As the second-largest economy in the world, China is not only playing an increasing influential role in the global economy, but also leading changes that would have been unthinkable even a decade ago. It is establishing new norms and rules in global aid and has successfully challenged the traditional aid architecture prevalent for the past half century. And the newly established Asian Infrastructure Investment Bank has displaced the once-seemingly irreplaceable American and Japanese domination of development plans for Asia.
Laudable though its economic growth and other achievements have been, they have come at significant costs to its water, air and soil, which pose a threat to human health and the environment. Signs of water stress can be seen all over China, both in terms of quantity and quality. Much of this is because of poor planning and bad management. It has resulted in the disappearance and pollution of numerous rivers and the consequences that come with it.
The Yellow River has frequently run dry before reaching the sea because of extensive diversion of water, mostly for agriculture, eroding what used to be an ecologically rich delta. More recently, the level of Poyang Lake, the largest freshwater lake in the middle of the Yangtze River, dropped radically because of drought and consistent overuse of water.

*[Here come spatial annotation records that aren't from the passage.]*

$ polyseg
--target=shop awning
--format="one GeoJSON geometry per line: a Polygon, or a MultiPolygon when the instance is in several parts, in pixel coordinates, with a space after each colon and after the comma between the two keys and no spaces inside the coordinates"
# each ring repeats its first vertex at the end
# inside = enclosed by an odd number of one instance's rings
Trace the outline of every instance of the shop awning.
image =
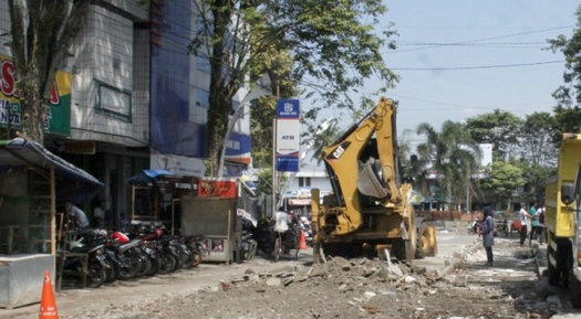
{"type": "Polygon", "coordinates": [[[23,138],[0,140],[0,171],[28,167],[50,178],[54,167],[56,200],[61,203],[82,203],[91,200],[103,188],[92,174],[53,155],[42,145],[23,138]]]}
{"type": "Polygon", "coordinates": [[[131,177],[127,182],[132,185],[153,184],[158,177],[174,176],[168,170],[142,170],[139,173],[131,177]]]}
{"type": "Polygon", "coordinates": [[[311,199],[289,199],[289,205],[291,206],[310,206],[311,199]]]}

In terms of water quality, discharges of untreated or partly treated industrial and domestic wastes have seriously contaminated water bodies in different parts of the country. These include a drastic increase in the release of carcinogenic substances by Jilin Petroleum and Chemical Co into the Songhua River which, together with the Heilongjiang River, forms the natural border with Russia; heavy metal contamination in the Hejiang River because of discharge of industrial waste from mines, many of them operating illegally; oil spills in the Bohai Bay, one of the fastest growing industrial regions; and floating dead pigs in Huangpu River, a source of drinking water for Shanghai.